長野県でアマチュア画家として活動するモトジママサユキさん(以下、モトジマさん)が、作品の題材にしているのは「水」にかかわるもの。
波紋や水たまり、プールで泳ぐ人や金魚などを描いていく中で、近年はそれを発展させた「帰路につく」シリーズをライフワークにしています。
この日、自身のTwitterに作品「帰路につく -夕立-」を紹介したモトジマさん。
副題の通り、夕立が降ってきた時を油彩画で表現しているのですが、車のフロントガラス越しから見た景色として描かれています。
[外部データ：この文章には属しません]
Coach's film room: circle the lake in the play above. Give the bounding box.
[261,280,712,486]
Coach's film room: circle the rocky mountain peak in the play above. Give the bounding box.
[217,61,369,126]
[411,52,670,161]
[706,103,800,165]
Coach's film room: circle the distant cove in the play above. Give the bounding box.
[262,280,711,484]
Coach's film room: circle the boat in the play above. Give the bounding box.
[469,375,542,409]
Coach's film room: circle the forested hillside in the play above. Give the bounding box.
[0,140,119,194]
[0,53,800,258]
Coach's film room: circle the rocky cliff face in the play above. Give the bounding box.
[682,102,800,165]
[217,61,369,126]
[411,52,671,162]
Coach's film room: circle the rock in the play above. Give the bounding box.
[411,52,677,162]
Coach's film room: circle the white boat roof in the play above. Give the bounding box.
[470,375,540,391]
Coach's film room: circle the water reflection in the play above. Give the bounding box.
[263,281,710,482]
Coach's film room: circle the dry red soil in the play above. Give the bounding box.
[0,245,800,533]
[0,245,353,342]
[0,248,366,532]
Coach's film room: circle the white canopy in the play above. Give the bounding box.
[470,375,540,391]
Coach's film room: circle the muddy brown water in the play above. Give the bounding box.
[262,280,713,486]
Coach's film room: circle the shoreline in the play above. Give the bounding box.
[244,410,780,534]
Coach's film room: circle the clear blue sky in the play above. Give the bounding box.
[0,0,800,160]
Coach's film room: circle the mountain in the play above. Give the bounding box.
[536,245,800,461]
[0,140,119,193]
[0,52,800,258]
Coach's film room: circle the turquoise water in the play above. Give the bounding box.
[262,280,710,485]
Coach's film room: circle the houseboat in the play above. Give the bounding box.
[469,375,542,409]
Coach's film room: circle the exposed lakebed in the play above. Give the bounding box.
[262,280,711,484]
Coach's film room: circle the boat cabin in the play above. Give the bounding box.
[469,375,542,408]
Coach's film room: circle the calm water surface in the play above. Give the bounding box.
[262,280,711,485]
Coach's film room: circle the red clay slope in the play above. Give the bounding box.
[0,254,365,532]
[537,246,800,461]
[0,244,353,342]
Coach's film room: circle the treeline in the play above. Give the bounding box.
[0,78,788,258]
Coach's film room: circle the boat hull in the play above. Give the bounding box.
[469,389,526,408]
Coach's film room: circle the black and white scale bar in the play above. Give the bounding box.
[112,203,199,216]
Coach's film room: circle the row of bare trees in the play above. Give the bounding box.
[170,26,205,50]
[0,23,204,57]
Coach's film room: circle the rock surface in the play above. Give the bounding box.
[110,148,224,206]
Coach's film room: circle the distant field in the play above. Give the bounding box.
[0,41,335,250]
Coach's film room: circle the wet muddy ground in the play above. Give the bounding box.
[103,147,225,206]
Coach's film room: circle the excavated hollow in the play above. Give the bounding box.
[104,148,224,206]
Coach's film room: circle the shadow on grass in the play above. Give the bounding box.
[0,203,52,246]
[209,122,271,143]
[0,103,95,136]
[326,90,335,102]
ちなみにこの構図は、「帰路につく」シリーズ全体で共通しているもの。しかし、作品それぞれにおいて「表情」は異なります。
例えば、作品「薄暮」では、流れ落ちる水滴を描くことで、雨脚の強さを伝えています。その際の空は、タイトル通りの薄暗さ。
一方、雨上がりを伝える「MyWay」では、日差しが描かれ、付着する水もわずか。薄暮と対照的に、明るいタッチで描かれています。
付着した水が「氷」になった「yellow&green」は、車を走らせる道路も雪化粧が施され、「冬」をイメージした作品に仕上げています。
見る側には、「水滴+フロントガラス」という一次情報を一貫して提供している「帰路につく」。そして本シリーズがとりわけ目を引くのが、いずれにおいても車内から撮影した写真と見紛うリアルさ。人によっては「日常」である光景を、見事なまでにアートへと昇華させています。
所属する洋画団体「春陽会」が開催する展示会では、2021年と22年の二年連続で奨励賞を受賞するなど、作品が高く評価されるモトジマさん。本シリーズのひとつ「みぞれ」では、生活の友社刊行「美術の窓」でも紹介されています。